The Chinese state-run Global Times nonetheless depicted the anti-Pelosi displays as representative of the general sentiment towards the United States in Taiwan, quoting bellicose participants in the protests.
“If we don’t warn the Yanks in Taiwan, then we will be like Tsai Ing-wen who is acquiescing to the Yanks,” one such protester said, referring to the Taiwanese president. “Both sides of the Taiwan Straits are one family, and we can sit down and talk without the Yanks interfering. We sincerely hope for early reunification.”
The Communist Party newspaper reinforced these opinions with an alleged “expert” on Taiwan-China relations, Chiu Yi, who described Pelosi as a “disaster maker.”
“Pelosi talks about supporting Taiwan but is actually a disaster maker. Her visit may create the most serious cross-Straits crisis in decades,” Chiu was quoted as saying.
While grassroots displays of support erupted in Taiwan, multiple reports indicated attempts at sabotage and attacks on Taiwan generally, presumably from Communist Party supporters. Taiwan’s Apple Daily – the surviving wing of the Hong Kong newspaper after the Chinese government forced the flagship in that city to shut down and arrested its founder – reported Wednesday on a bizarre incident at a Taipei 7-11 in which the television screen at the convenience store abruptly changed to read “Warmonger Pelosi Get Out of Taiwan” in Chinese text. An image of the screen went viral on social media, with many questioning if it was a doctored photo, prompting the chain to offer an explanation. 7-11’s management blamed “an unknown source” for hacking into the screen and forcing the message onto the television and claimed that it acted to “repair it immediately.”
In a more serious escalation, Taiwanese newspapers reported on Tuesday that multiple airports on the island received as many as nine threats, including bomb threats, prior to Pelosi’s landing at Songshan Airport. Tsai’s official website and several other government sites simultaneously experienced DDoS attacks that shut down their pages, a suspected attack by Beijing loyalists.

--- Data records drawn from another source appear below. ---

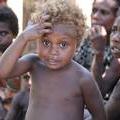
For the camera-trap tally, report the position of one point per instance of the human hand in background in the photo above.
(35, 31)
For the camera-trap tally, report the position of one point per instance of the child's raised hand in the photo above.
(97, 35)
(35, 31)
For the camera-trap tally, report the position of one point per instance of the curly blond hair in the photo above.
(61, 11)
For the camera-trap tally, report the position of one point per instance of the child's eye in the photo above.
(3, 33)
(63, 45)
(46, 43)
(94, 10)
(114, 29)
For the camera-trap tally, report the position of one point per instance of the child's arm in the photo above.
(93, 98)
(9, 59)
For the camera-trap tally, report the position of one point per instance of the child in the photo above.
(60, 87)
(20, 102)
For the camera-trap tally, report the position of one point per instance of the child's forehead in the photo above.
(66, 29)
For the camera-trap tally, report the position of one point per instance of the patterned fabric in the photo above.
(85, 53)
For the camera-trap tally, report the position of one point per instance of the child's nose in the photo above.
(54, 50)
(115, 38)
(96, 15)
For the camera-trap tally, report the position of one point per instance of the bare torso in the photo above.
(55, 95)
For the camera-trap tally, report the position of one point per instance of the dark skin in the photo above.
(6, 38)
(103, 17)
(60, 87)
(19, 106)
(113, 105)
(110, 79)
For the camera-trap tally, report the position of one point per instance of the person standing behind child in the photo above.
(60, 87)
(111, 77)
(8, 29)
(103, 14)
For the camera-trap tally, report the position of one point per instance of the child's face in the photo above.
(115, 37)
(57, 48)
(6, 36)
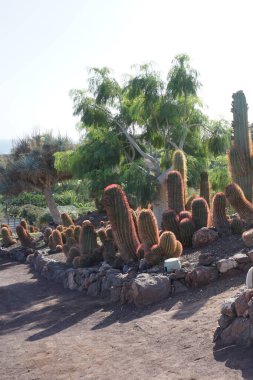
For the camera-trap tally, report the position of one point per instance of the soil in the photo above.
(47, 332)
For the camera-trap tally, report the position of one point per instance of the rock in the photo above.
(224, 321)
(148, 289)
(228, 308)
(203, 237)
(238, 332)
(241, 303)
(225, 265)
(241, 258)
(201, 276)
(205, 259)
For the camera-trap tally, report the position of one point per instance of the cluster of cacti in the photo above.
(25, 238)
(240, 154)
(122, 223)
(220, 219)
(7, 239)
(205, 187)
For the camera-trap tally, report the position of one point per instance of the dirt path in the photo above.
(47, 332)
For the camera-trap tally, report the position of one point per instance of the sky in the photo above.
(46, 47)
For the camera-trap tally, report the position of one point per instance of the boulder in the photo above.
(225, 265)
(228, 308)
(147, 289)
(201, 276)
(238, 332)
(203, 237)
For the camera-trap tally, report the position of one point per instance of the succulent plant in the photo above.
(240, 204)
(205, 187)
(121, 220)
(175, 187)
(187, 230)
(200, 213)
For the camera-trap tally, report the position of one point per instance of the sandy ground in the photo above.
(47, 332)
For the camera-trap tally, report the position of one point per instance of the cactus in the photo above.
(184, 214)
(200, 213)
(48, 231)
(88, 238)
(148, 228)
(180, 164)
(219, 218)
(236, 226)
(247, 238)
(240, 154)
(187, 230)
(66, 220)
(205, 187)
(240, 204)
(170, 222)
(168, 244)
(122, 224)
(24, 237)
(7, 240)
(175, 189)
(56, 235)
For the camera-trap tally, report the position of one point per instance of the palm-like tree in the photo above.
(30, 167)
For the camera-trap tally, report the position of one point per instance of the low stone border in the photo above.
(236, 321)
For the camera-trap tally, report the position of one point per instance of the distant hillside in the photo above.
(5, 146)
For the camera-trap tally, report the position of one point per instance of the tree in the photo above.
(30, 167)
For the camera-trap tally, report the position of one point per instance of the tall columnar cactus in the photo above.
(240, 204)
(187, 230)
(122, 224)
(148, 228)
(175, 188)
(24, 237)
(180, 164)
(170, 222)
(220, 219)
(87, 238)
(66, 220)
(240, 154)
(205, 187)
(200, 213)
(7, 240)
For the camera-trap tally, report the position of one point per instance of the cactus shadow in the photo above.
(236, 358)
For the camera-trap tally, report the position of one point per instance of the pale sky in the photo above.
(46, 47)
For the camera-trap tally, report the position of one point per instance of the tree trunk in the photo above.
(160, 203)
(52, 205)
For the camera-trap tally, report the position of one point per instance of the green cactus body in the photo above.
(7, 240)
(236, 226)
(66, 220)
(205, 187)
(25, 239)
(121, 220)
(187, 230)
(170, 222)
(175, 189)
(57, 237)
(148, 228)
(88, 238)
(168, 244)
(240, 154)
(240, 204)
(180, 164)
(200, 213)
(219, 218)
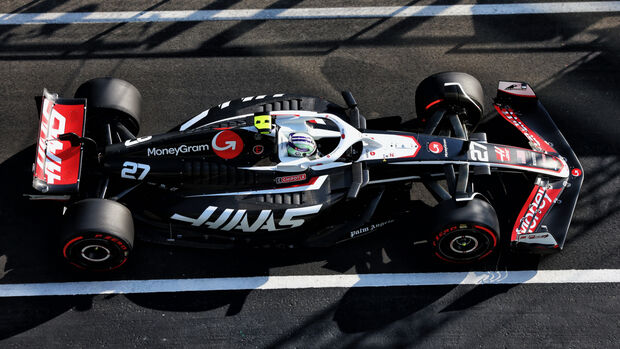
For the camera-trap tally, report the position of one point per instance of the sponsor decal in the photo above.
(536, 141)
(182, 149)
(291, 179)
(502, 154)
(540, 201)
(229, 219)
(533, 236)
(521, 156)
(435, 147)
(368, 229)
(130, 142)
(57, 162)
(478, 152)
(227, 144)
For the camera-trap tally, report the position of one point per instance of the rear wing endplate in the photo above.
(543, 222)
(58, 164)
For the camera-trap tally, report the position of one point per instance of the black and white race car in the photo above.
(224, 178)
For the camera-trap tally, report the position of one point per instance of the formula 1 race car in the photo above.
(236, 174)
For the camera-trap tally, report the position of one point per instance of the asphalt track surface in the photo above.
(182, 68)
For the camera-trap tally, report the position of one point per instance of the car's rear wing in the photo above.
(58, 163)
(542, 223)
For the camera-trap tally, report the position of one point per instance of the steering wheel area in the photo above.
(298, 121)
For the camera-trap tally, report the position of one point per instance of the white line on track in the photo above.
(308, 13)
(312, 281)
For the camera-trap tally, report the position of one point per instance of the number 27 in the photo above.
(130, 170)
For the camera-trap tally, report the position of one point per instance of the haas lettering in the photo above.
(238, 219)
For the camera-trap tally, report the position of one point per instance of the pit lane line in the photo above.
(308, 13)
(587, 276)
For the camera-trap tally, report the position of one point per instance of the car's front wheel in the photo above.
(97, 235)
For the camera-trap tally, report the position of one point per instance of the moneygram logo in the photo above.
(227, 144)
(182, 149)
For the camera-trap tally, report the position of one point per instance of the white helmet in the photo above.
(300, 145)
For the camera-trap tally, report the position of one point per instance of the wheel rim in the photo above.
(95, 253)
(464, 244)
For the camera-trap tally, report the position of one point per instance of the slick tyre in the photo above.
(431, 96)
(111, 101)
(97, 235)
(464, 232)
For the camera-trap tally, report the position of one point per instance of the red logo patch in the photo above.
(502, 154)
(227, 144)
(435, 147)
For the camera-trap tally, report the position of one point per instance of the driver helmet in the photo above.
(300, 145)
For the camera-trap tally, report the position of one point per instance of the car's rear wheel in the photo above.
(97, 234)
(464, 232)
(112, 102)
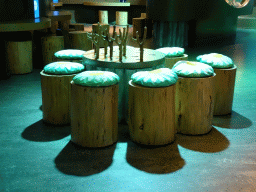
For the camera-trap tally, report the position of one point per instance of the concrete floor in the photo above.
(39, 157)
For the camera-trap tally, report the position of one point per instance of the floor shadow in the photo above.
(123, 132)
(155, 159)
(212, 142)
(79, 161)
(43, 132)
(232, 121)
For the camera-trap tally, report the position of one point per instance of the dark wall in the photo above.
(89, 14)
(11, 10)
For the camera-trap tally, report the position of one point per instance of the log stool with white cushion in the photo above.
(73, 55)
(224, 82)
(56, 91)
(194, 100)
(152, 107)
(173, 55)
(94, 108)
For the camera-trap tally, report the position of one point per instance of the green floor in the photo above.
(37, 157)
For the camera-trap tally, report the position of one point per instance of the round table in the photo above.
(130, 64)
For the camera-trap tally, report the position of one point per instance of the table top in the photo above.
(59, 15)
(131, 61)
(25, 25)
(107, 4)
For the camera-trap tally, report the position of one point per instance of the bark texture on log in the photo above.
(56, 93)
(194, 104)
(224, 90)
(151, 114)
(94, 117)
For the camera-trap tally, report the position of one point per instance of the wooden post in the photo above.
(194, 104)
(138, 25)
(19, 56)
(170, 61)
(56, 93)
(94, 117)
(224, 90)
(79, 40)
(121, 18)
(151, 114)
(50, 45)
(100, 29)
(103, 17)
(141, 42)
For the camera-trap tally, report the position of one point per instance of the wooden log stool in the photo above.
(72, 55)
(50, 45)
(94, 107)
(224, 82)
(194, 100)
(173, 55)
(19, 53)
(79, 40)
(56, 91)
(151, 112)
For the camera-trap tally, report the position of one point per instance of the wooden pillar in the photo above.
(94, 117)
(103, 17)
(138, 25)
(19, 56)
(56, 93)
(121, 18)
(194, 104)
(151, 114)
(104, 28)
(50, 45)
(224, 90)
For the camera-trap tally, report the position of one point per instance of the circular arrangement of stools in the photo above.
(94, 108)
(194, 97)
(56, 91)
(173, 55)
(74, 55)
(152, 107)
(224, 82)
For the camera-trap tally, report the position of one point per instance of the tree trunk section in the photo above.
(151, 114)
(224, 90)
(94, 115)
(56, 93)
(194, 104)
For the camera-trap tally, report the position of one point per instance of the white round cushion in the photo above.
(172, 51)
(63, 68)
(162, 77)
(216, 60)
(70, 54)
(96, 78)
(192, 69)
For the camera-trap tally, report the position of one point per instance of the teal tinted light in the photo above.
(237, 3)
(36, 9)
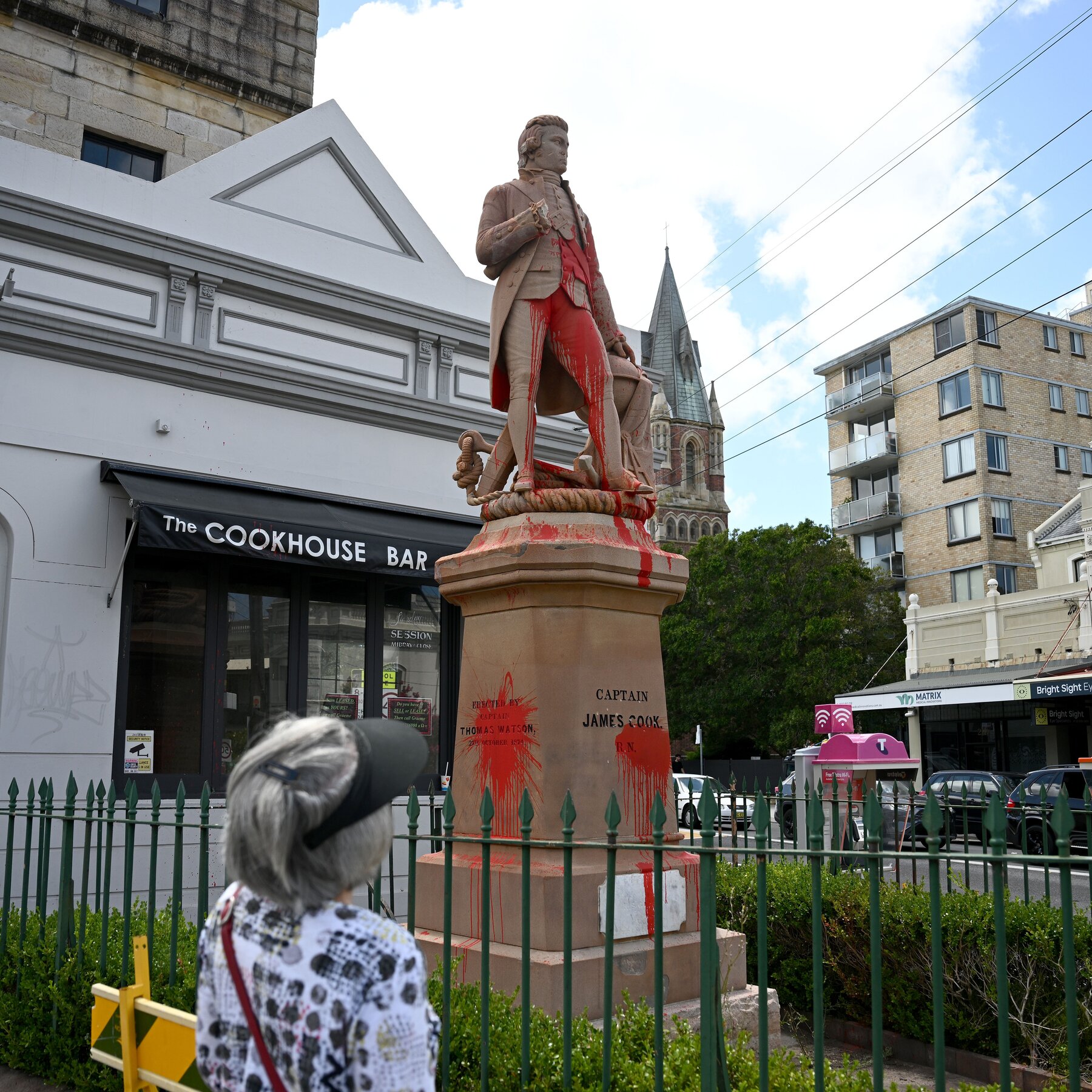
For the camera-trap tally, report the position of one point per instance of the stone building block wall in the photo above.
(53, 89)
(1031, 428)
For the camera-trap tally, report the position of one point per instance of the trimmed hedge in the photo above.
(1037, 1022)
(27, 994)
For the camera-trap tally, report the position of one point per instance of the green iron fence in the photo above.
(68, 851)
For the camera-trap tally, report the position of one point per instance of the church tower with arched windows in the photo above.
(686, 427)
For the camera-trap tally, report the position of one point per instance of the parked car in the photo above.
(1034, 821)
(949, 784)
(688, 790)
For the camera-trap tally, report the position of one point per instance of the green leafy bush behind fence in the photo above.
(31, 1003)
(1037, 1019)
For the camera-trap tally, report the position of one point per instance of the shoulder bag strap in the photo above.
(248, 1009)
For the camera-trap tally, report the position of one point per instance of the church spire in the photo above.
(674, 353)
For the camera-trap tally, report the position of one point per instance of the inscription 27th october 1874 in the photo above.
(606, 719)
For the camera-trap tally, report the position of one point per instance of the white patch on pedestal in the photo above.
(635, 905)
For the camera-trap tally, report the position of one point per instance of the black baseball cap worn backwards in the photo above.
(390, 755)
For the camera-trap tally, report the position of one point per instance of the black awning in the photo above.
(218, 516)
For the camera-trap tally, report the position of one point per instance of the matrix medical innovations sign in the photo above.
(245, 536)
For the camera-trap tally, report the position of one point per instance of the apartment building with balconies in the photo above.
(952, 437)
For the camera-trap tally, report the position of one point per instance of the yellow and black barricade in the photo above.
(152, 1044)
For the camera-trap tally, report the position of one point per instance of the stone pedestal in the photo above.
(562, 690)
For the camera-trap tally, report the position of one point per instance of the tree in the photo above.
(775, 622)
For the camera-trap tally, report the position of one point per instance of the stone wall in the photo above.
(187, 86)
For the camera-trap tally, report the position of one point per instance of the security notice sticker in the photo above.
(140, 753)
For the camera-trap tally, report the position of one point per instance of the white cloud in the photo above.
(693, 114)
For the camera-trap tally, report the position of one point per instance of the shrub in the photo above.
(1033, 932)
(632, 1052)
(29, 995)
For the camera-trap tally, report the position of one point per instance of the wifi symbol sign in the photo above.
(834, 719)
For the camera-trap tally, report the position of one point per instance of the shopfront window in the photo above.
(411, 681)
(166, 670)
(256, 667)
(337, 651)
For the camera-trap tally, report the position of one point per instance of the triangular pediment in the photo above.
(319, 189)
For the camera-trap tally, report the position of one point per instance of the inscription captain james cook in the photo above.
(600, 719)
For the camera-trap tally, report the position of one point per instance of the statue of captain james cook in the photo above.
(551, 326)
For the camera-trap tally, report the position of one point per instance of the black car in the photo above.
(1030, 819)
(948, 786)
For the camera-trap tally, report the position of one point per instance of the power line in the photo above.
(887, 300)
(892, 164)
(860, 136)
(906, 246)
(924, 364)
(952, 300)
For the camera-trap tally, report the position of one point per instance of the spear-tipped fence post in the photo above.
(933, 820)
(153, 857)
(612, 817)
(761, 817)
(835, 832)
(112, 800)
(65, 905)
(568, 818)
(709, 952)
(127, 898)
(874, 842)
(449, 826)
(659, 817)
(485, 906)
(176, 880)
(1045, 839)
(1063, 823)
(101, 798)
(815, 821)
(27, 841)
(997, 829)
(89, 812)
(45, 837)
(203, 857)
(12, 804)
(413, 814)
(527, 817)
(948, 837)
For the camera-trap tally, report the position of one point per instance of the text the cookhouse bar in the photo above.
(240, 605)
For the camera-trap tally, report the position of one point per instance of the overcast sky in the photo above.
(706, 116)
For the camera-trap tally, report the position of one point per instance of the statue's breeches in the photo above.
(578, 346)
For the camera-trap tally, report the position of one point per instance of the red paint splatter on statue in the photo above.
(650, 895)
(644, 548)
(504, 744)
(644, 769)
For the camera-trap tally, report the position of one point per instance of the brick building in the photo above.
(686, 427)
(954, 437)
(150, 87)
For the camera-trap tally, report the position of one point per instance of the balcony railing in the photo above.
(865, 510)
(864, 390)
(883, 446)
(891, 562)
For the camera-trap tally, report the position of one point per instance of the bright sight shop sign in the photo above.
(271, 540)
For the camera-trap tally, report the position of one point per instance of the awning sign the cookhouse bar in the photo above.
(207, 517)
(224, 533)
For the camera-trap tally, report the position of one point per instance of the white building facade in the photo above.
(229, 410)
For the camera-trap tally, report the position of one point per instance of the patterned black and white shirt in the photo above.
(339, 993)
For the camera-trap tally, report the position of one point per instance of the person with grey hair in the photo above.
(297, 988)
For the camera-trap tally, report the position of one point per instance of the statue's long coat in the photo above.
(557, 393)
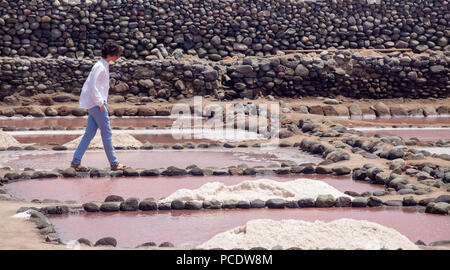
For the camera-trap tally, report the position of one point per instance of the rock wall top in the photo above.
(215, 29)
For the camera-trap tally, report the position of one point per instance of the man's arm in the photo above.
(95, 92)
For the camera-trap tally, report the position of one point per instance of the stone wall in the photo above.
(215, 29)
(327, 74)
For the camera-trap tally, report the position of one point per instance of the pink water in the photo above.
(65, 138)
(151, 159)
(90, 189)
(422, 134)
(39, 122)
(134, 228)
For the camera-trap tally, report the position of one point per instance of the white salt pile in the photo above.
(262, 189)
(339, 234)
(7, 140)
(118, 140)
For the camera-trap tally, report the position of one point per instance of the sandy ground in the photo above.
(263, 189)
(22, 234)
(341, 233)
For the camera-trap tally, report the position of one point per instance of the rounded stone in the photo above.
(359, 202)
(326, 200)
(106, 241)
(130, 204)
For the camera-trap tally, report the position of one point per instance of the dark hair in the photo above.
(111, 48)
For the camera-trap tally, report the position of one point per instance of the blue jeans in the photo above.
(96, 120)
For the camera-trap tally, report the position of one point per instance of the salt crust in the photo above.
(339, 234)
(118, 139)
(262, 189)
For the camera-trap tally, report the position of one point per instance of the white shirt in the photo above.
(96, 87)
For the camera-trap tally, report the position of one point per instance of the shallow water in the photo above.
(423, 134)
(39, 122)
(134, 228)
(49, 160)
(90, 189)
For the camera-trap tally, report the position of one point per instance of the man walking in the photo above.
(94, 96)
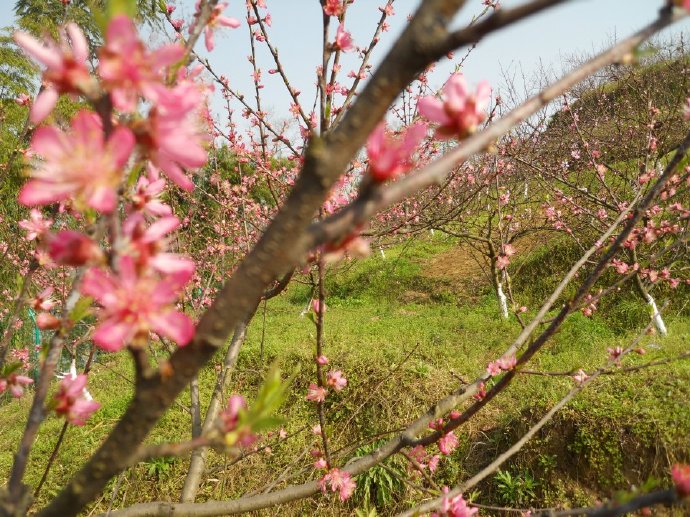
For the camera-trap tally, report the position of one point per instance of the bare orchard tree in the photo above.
(316, 203)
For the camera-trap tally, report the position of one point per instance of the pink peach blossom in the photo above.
(333, 7)
(78, 164)
(460, 112)
(389, 157)
(336, 380)
(15, 383)
(128, 68)
(343, 39)
(175, 138)
(66, 69)
(448, 443)
(71, 248)
(73, 402)
(316, 393)
(135, 304)
(339, 481)
(681, 478)
(36, 225)
(216, 20)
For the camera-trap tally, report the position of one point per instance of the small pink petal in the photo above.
(174, 325)
(43, 106)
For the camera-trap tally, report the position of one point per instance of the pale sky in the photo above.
(577, 28)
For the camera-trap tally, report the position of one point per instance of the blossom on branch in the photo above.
(681, 478)
(339, 481)
(135, 304)
(174, 137)
(454, 507)
(128, 68)
(73, 401)
(216, 20)
(343, 39)
(70, 248)
(66, 70)
(79, 164)
(333, 7)
(336, 380)
(15, 383)
(316, 393)
(390, 157)
(460, 112)
(36, 225)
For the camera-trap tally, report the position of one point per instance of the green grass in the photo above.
(399, 357)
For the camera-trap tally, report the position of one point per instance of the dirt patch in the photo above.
(465, 270)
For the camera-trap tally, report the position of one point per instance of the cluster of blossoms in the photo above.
(73, 401)
(338, 481)
(334, 379)
(457, 115)
(681, 479)
(236, 432)
(503, 364)
(85, 168)
(15, 383)
(454, 507)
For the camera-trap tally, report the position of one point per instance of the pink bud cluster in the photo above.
(135, 281)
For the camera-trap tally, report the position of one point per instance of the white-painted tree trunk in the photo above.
(503, 301)
(656, 316)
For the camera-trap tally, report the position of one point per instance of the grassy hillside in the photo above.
(405, 331)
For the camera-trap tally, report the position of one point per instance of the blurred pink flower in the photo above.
(147, 244)
(73, 402)
(66, 69)
(333, 7)
(36, 225)
(390, 157)
(681, 478)
(455, 507)
(134, 305)
(460, 112)
(448, 443)
(15, 383)
(216, 20)
(316, 393)
(336, 380)
(70, 248)
(128, 68)
(175, 137)
(343, 39)
(339, 481)
(78, 164)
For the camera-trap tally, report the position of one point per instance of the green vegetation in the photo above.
(399, 356)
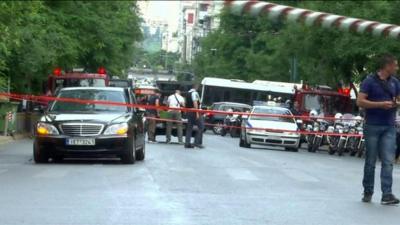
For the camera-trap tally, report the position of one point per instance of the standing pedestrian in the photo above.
(194, 118)
(379, 94)
(175, 101)
(154, 100)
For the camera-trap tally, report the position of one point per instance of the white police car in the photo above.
(273, 134)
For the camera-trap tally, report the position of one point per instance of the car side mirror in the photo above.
(39, 109)
(141, 110)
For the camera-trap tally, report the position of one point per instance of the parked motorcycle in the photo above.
(318, 125)
(232, 125)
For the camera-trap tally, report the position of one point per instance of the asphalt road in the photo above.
(221, 184)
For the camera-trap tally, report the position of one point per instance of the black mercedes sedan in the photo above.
(76, 129)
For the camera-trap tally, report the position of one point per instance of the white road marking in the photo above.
(3, 170)
(253, 162)
(51, 173)
(299, 175)
(241, 174)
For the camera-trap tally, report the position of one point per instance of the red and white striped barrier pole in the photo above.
(313, 18)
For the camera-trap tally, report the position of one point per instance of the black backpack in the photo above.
(189, 100)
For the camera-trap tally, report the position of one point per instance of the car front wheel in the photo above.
(141, 153)
(243, 142)
(291, 149)
(40, 154)
(130, 154)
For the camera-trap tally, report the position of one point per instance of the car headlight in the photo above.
(117, 129)
(46, 129)
(291, 133)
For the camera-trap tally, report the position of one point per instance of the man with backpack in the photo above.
(175, 101)
(194, 118)
(379, 96)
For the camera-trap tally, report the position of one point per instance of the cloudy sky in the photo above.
(161, 10)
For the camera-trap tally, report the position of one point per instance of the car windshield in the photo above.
(275, 111)
(90, 95)
(324, 104)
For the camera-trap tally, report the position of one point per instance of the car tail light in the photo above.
(101, 70)
(57, 71)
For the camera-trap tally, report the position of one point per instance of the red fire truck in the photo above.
(75, 78)
(323, 99)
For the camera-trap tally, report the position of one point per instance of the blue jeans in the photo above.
(192, 120)
(380, 141)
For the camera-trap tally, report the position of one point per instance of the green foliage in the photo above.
(256, 48)
(41, 35)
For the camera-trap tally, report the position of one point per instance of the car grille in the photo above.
(81, 129)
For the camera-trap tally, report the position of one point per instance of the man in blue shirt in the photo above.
(379, 94)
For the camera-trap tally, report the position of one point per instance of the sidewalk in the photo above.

Given the various security threats, Taiwan’s Liberty Times reported on Wednesday that Pelosi’s visit to the Jingmei Human Rights Museum, which honors the victims of Taiwan’s “White Terror” authoritarian period, required a heightened police presence and “explosives disposal vehicles” in case police discovered bombs at the scene. No reports indicate that the vehicles had to be used despite the threats.